Filebeat doesn't work with AWS ES domain

hairongGao · November 17, 2020, 11:52am

Hi Team,
I've been trying to make filebeat working with AWS ES domain , but I keep getting this error:

2020-11-17T11:42:25.740Z ERROR [publisher_pipeline_output] pipeline/output.go:154 Failed to connect to backoff(elasticsearch(https://search-pogo-logging-3oegsu4hacueitzstmqkmj2jkm.us-east-1.es.amazonaws.com:443)): Connection marked as failed because the onConnect callback failed: cannot retrieve the elasticsearch license from the /_license endpoint, Filebeat requires the default distribution of Elasticsearch. Please make the endpoint accessible to Filebeat so it can verify the license.: unauthorized access, could not connect to the xpack endpoint, verify your credentials

Here is the configurations for filebeat:

 ---
apiVersion: v1
kind: ConfigMap
metadata:
  name: filebeat-config
  namespace: kube-system
  labels:
    k8s-app: filebeat
data:
  filebeat.yml: |-
    filebeat.inputs:
    - type: container
      paths:
        - /var/log/containers/*.log
      processors:
        - add_kubernetes_metadata:
            host: ${NODE_NAME}
            matchers:
            - logs_path:
                logs_path: "/var/log/containers/"

    # To enable hints based autodiscover, remove `filebeat.inputs` configuration and uncomment this:
    #filebeat.autodiscover:
    #  providers:
    #    - type: kubernetes
    #      node: ${NODE_NAME}
    #      hints.enabled: true
    #      hints.default_config:
    #        type: container
    #        paths:
    #          - /var/log/containers/*${data.kubernetes.container.id}.log

    processors:
      - add_cloud_metadata:
      - add_host_metadata:

    cloud.id: ${ELASTIC_CLOUD_ID}
    cloud.auth: ${ELASTIC_CLOUD_AUTH}

    output.elasticsearch:
      hosts: ['${ELASTICSEARCH_HOST:elasticsearch}:${ELASTICSEARCH_PORT:9200}']
      username: ${ELASTICSEARCH_USERNAME}
      password: ${ELASTICSEARCH_PASSWORD}
    setup.ilm.enabled: false

I'm using docker.elastic.co/beats/filebeat:7.10 and AWS ES 7.8 , any comments/helps will be really appreciated!

Wolfram_Haussig · November 17, 2020, 1:49pm

Hi,

Welcome to this forum!

I think you have the wrong FileBeat version: ElasticSearch on AWS is not the same as the Elastic ElasticSearch. Both build upon the opensource code of ElasticSearch but they are not the same.

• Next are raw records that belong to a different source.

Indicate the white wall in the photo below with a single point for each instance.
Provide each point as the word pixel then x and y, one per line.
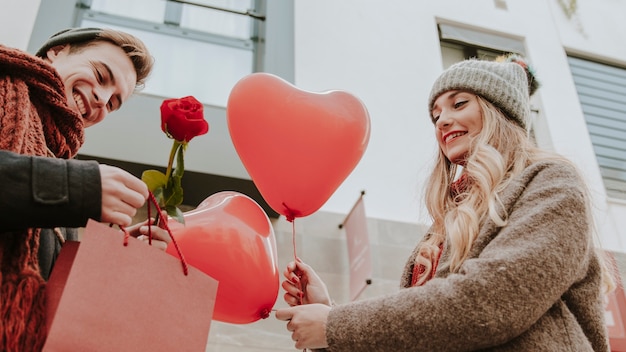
pixel 387 53
pixel 16 22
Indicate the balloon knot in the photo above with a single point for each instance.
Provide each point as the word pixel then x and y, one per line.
pixel 265 313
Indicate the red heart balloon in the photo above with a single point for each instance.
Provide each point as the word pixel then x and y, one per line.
pixel 230 238
pixel 297 146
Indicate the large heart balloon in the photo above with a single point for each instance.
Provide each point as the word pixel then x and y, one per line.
pixel 230 238
pixel 297 146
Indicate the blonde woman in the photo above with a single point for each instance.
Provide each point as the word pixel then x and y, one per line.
pixel 509 263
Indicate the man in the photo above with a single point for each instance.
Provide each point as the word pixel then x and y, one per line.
pixel 78 77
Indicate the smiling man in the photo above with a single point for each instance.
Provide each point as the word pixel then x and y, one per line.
pixel 77 77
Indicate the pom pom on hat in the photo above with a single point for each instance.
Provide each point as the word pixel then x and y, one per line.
pixel 508 82
pixel 68 36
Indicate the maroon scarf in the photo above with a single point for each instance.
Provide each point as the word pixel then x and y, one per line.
pixel 34 120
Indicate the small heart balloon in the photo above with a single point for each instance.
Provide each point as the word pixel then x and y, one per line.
pixel 297 146
pixel 230 238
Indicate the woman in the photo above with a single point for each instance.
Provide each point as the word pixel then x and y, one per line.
pixel 509 262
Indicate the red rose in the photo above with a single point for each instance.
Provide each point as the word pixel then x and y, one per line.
pixel 183 119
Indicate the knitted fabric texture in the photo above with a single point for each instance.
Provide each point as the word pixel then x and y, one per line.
pixel 504 84
pixel 34 120
pixel 68 36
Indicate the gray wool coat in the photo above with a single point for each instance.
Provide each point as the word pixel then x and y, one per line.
pixel 532 285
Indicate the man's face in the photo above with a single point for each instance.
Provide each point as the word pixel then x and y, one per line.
pixel 98 78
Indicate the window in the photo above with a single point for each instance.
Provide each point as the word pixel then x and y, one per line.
pixel 602 93
pixel 202 47
pixel 459 43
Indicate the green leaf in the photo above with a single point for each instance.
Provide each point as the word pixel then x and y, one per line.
pixel 154 180
pixel 175 213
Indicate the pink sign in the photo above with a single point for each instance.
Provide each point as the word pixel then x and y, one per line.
pixel 359 254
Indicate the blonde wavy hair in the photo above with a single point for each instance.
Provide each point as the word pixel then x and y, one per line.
pixel 501 151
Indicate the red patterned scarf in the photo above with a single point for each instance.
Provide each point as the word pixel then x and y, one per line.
pixel 34 120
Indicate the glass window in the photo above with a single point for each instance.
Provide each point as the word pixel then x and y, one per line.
pixel 601 90
pixel 200 50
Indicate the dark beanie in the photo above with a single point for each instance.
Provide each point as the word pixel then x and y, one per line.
pixel 68 36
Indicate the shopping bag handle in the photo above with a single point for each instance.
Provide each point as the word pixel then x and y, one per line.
pixel 162 221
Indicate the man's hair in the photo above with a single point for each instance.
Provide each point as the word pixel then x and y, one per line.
pixel 134 48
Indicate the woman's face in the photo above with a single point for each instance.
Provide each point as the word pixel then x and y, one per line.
pixel 458 118
pixel 98 78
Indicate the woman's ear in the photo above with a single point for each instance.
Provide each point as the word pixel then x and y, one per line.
pixel 58 50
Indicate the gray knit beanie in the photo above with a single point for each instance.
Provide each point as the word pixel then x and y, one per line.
pixel 507 83
pixel 68 36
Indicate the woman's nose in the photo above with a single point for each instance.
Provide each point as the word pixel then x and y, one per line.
pixel 444 120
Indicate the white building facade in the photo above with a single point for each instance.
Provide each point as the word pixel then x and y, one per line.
pixel 388 53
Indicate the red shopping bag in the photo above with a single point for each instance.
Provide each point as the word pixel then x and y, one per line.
pixel 106 296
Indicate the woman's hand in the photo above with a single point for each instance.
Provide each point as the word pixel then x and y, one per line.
pixel 307 324
pixel 303 285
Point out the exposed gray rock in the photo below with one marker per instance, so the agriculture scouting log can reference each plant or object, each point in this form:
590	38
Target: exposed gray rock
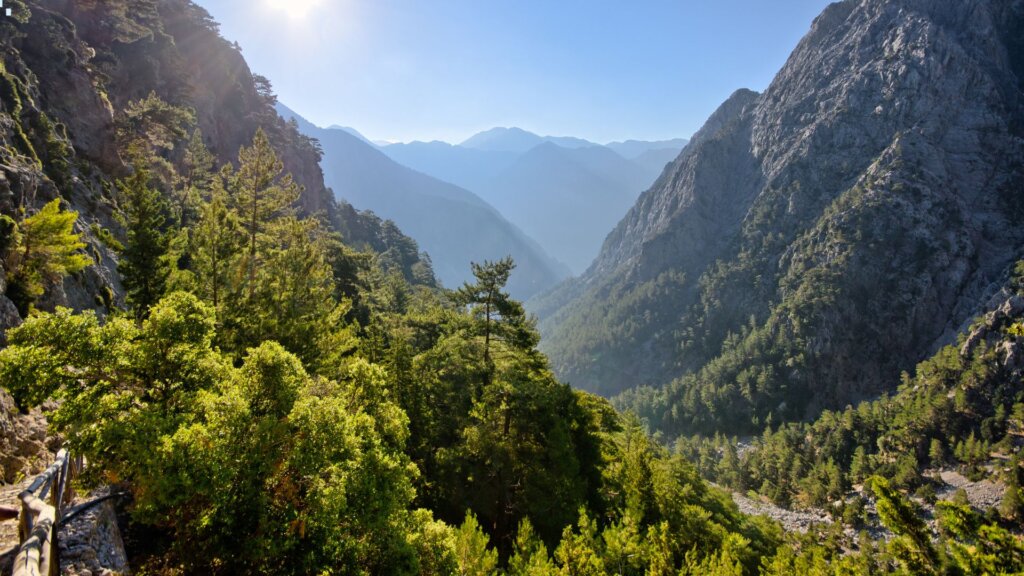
90	543
863	205
24	442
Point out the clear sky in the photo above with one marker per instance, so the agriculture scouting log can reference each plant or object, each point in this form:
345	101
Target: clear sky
602	70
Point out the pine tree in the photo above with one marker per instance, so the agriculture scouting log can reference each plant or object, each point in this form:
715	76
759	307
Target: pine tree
499	317
1011	507
143	270
39	251
260	195
216	242
195	177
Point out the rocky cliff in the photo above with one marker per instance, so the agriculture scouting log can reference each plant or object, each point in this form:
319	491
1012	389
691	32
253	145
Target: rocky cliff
814	240
69	70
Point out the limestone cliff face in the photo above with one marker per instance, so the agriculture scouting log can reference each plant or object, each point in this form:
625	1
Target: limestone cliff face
841	223
70	68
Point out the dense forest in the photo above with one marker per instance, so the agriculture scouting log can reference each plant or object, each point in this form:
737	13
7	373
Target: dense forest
281	385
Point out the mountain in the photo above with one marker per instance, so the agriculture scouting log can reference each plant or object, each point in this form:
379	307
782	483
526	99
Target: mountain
813	241
565	197
72	72
453	224
467	167
632	150
352	131
517	139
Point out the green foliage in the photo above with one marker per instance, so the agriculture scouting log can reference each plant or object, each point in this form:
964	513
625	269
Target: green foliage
260	195
475	558
40	251
955	411
142	266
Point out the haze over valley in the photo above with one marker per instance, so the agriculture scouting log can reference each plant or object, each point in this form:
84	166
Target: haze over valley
756	309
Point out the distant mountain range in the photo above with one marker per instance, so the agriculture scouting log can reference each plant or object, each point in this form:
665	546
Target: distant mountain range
814	241
451	223
566	193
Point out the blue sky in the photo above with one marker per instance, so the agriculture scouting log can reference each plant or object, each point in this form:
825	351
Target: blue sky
602	70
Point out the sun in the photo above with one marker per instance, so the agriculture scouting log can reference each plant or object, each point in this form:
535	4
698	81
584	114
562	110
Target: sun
294	9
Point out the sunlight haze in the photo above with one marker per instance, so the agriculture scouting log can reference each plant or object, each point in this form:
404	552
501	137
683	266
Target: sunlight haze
400	70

Because of this the closedsource version of Elastic FileBeat is incompatible with the AWS Elasticsearch - in your case it fails to read the license endpoint which does not exist.

Therefore, you cannot use the standard version of FileBeat - you have to use the opensource version(I did not find the 7.10 version yet): docker.elastic.co/beats/filebeat-oss:7.9.3

Best regards
Wolfram

hairongGao · November 17, 2020, 3:37pm

YOU.ARE.THE.MAN
Thanks so much for this, I've been trapped for 3 hrs and finally it's working!

warkolm · November 17, 2020, 8:12pm

FYI there is no closed source version of Filebeat.

system · December 15, 2020, 10:12pm

This topic was automatically closed 28 days after the last reply. New replies are no longer allowed.